Когда в 1950 году я стал преемником отца, первое, что мы должны были сделать, это решить вопрос о том, сможет ли институт выжить, и если да, то как. В составе совета было несколько членов, которые фактически высказывались за закрытие института, поскольку его исходная цель была в значительной степени достигнута. Для меня этот вариант был неприемлем. Однако нам нужно было определить, какую конкретную роль должен играть институт в области биомедицины.
Также важным вопросом было финансирование. Дед создал фонд для существования института, а отец добавил денег и, кроме того, землю для расширения института. Инвестиционным портфелем хорошо управляли, и к 1950 году его стоимость возросла примерно до 100 млн. долл. Чтобы сохранить полную независимость, институт не принимал средств от государства или даже других частных источников, поскольку отец полагал, что это может ограничить независимость исследователей, работающих по проектам, которые они считали важными. В результате в середине 1930-х годов затраты превысили доход, что заставило снизить численность персонала и отрицательно повлияло на размах исследований. Без изменения политики, что позволило бы нам искать новые источники средств, институт рисковал превратиться в явно второразрядную организацию.
Нам была необходима всесторонняя оценка института, и по моей инициативе попечители попросили доктора Детлева Бронка, президента университета Джонса Хопкинса и президента Национальной академии наук, который также был членом научного совета института, возглавить комитет, созданный для проведения этой работы. Бронк, физиолог и биофизик с безупречной репутацией, верил в крайне важную роль независимых научных исследований и восхищался новаторскими исследованиями института. В то же время и он, и другие члены комитета, включая меня, согласились, что если институт хочет выжить в более конкурентной и трудной для работы среде, необходимы изменения.

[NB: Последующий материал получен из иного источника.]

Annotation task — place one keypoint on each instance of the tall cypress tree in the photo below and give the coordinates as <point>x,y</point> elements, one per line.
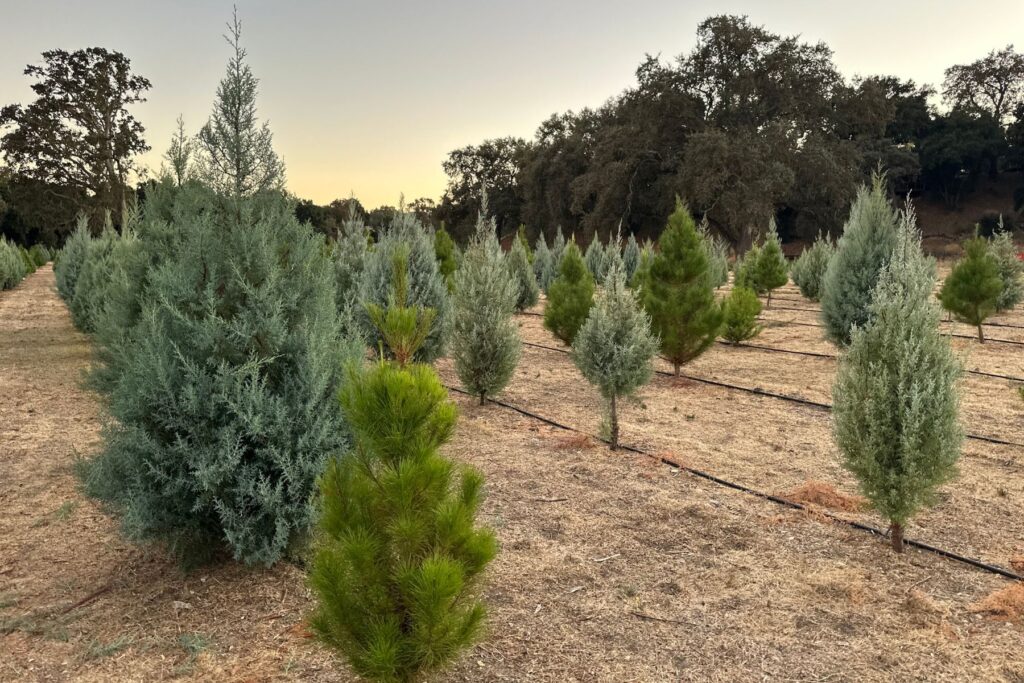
<point>569,297</point>
<point>896,397</point>
<point>614,347</point>
<point>867,241</point>
<point>485,342</point>
<point>973,288</point>
<point>677,293</point>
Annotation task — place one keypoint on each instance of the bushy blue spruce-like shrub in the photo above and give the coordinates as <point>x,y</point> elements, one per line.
<point>223,410</point>
<point>426,285</point>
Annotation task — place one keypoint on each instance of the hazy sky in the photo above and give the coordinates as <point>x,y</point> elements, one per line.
<point>368,97</point>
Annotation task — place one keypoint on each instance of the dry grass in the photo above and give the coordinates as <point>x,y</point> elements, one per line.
<point>612,567</point>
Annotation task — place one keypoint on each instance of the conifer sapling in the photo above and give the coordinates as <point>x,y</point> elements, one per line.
<point>896,396</point>
<point>677,293</point>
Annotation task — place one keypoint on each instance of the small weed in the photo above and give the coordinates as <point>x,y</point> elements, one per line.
<point>97,650</point>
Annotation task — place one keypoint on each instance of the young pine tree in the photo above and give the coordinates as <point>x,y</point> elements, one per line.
<point>426,285</point>
<point>544,266</point>
<point>614,347</point>
<point>808,270</point>
<point>770,267</point>
<point>595,259</point>
<point>631,257</point>
<point>740,310</point>
<point>398,556</point>
<point>444,252</point>
<point>569,297</point>
<point>677,293</point>
<point>896,396</point>
<point>974,286</point>
<point>485,342</point>
<point>867,241</point>
<point>1011,269</point>
<point>522,275</point>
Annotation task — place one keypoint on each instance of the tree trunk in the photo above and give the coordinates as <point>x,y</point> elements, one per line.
<point>896,535</point>
<point>614,424</point>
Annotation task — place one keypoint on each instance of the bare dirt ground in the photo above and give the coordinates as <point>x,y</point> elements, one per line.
<point>612,567</point>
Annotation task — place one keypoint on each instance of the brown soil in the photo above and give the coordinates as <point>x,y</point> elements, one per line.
<point>612,568</point>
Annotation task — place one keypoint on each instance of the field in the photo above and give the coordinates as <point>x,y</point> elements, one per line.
<point>614,566</point>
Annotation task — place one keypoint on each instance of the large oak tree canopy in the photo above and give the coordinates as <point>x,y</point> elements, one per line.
<point>78,133</point>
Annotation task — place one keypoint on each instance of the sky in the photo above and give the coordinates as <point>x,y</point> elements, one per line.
<point>369,97</point>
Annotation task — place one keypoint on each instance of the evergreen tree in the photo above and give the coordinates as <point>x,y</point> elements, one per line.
<point>520,237</point>
<point>740,310</point>
<point>12,267</point>
<point>614,347</point>
<point>444,252</point>
<point>677,292</point>
<point>237,157</point>
<point>595,259</point>
<point>72,257</point>
<point>544,265</point>
<point>974,286</point>
<point>349,256</point>
<point>569,296</point>
<point>557,249</point>
<point>631,257</point>
<point>770,267</point>
<point>896,396</point>
<point>222,414</point>
<point>1011,269</point>
<point>426,285</point>
<point>808,270</point>
<point>522,275</point>
<point>399,556</point>
<point>485,342</point>
<point>718,255</point>
<point>867,241</point>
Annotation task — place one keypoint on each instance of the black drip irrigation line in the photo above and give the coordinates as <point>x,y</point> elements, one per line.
<point>920,545</point>
<point>781,396</point>
<point>833,356</point>
<point>816,354</point>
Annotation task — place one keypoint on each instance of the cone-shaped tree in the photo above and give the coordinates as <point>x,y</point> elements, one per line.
<point>1011,269</point>
<point>896,397</point>
<point>677,292</point>
<point>544,264</point>
<point>72,257</point>
<point>867,241</point>
<point>631,257</point>
<point>426,285</point>
<point>770,269</point>
<point>595,259</point>
<point>974,286</point>
<point>521,272</point>
<point>740,309</point>
<point>485,341</point>
<point>398,556</point>
<point>444,251</point>
<point>569,297</point>
<point>808,270</point>
<point>614,347</point>
<point>223,413</point>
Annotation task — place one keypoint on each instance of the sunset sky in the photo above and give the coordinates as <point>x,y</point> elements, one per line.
<point>368,97</point>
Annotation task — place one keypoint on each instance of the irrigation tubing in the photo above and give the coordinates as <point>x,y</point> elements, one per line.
<point>781,396</point>
<point>920,545</point>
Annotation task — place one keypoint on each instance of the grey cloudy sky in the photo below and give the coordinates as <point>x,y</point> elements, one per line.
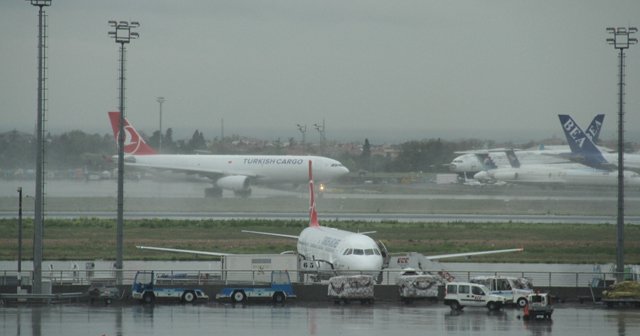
<point>386,70</point>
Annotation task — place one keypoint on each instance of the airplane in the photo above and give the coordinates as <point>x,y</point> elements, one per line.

Комитет Бронка провел год, рецензируя научные результаты института и рассматривая его финансовые и физические ресурсы. Мы провели консультации с десятками ведущих ученых и профессоров со всего мира. Мы пришли к выводу, что время, когда институт мог заниматься исследованиями по собственному усмотрению, ушло в прошлое, и что нам необходимо дополнить наши фундаментальные исследования серьезным учебным компонентом и расширить наши контакты с внешним миром.
* * *
На протяжении пятидесяти лет институт работал как сообщество ученых-единомышленников. Глава каждой независимой лаборатории был свободен в плане проведения своих научных исследований, руководствуясь исключительно канонами своей дисциплины и рецензиями коллег. Эта система, которую великий физик Нильс Бор называл «республикой науки», хорошо работала в прошлом, и никто из нас, особенно Дет Бронк, не хотел вторгаться в свободу ученого. Однако эта свобода должна была как-то уравновешиваться более сильным централизованным управлением, большей кооперацией и пониманием финансовых реалий.
Бронк был ведущей движущей силой в комитете. По мере продвижения нашей работы возникало растущее ощущение, что он окажется наилучшим преемником доктора Гассера. В конце концов, при активной поддержке совета я убедил Бронка оставить свой пост в Хопкинсе и стать новым директором Рокфеллеровского института с мандатом на проведение в жизнь предложенных реформ.
Принятие на себя Бронком директорских обязанностей в 1953 году стало по существу «вторым основанием» института. Его главная задача заключалась в преобразовании исследовательского института в биомедицинский университет для подготовки аспирантов. Он почти сразу же начал этот процесс преобразования. В конце 1953 года попечители путем голосования приняли решение об учреждении в соответствии с законами штата Нью-Йорк университета с аспирантурой, имеющего право присуждать степени доктора философии и доктора медицины. В то же самое время мы осуществили слияние научного совета с советом попечителей. Эта группа назначила Бронка президентом, а я стал председателем. Мы получили свой новый учредительный документ в 1954 году, однако официально изменили название на Рокфеллеровский университет только в 1965 году, в большей степени из-за чувства сентиментальной привязанности, чем из-за чего бы то ни было другого.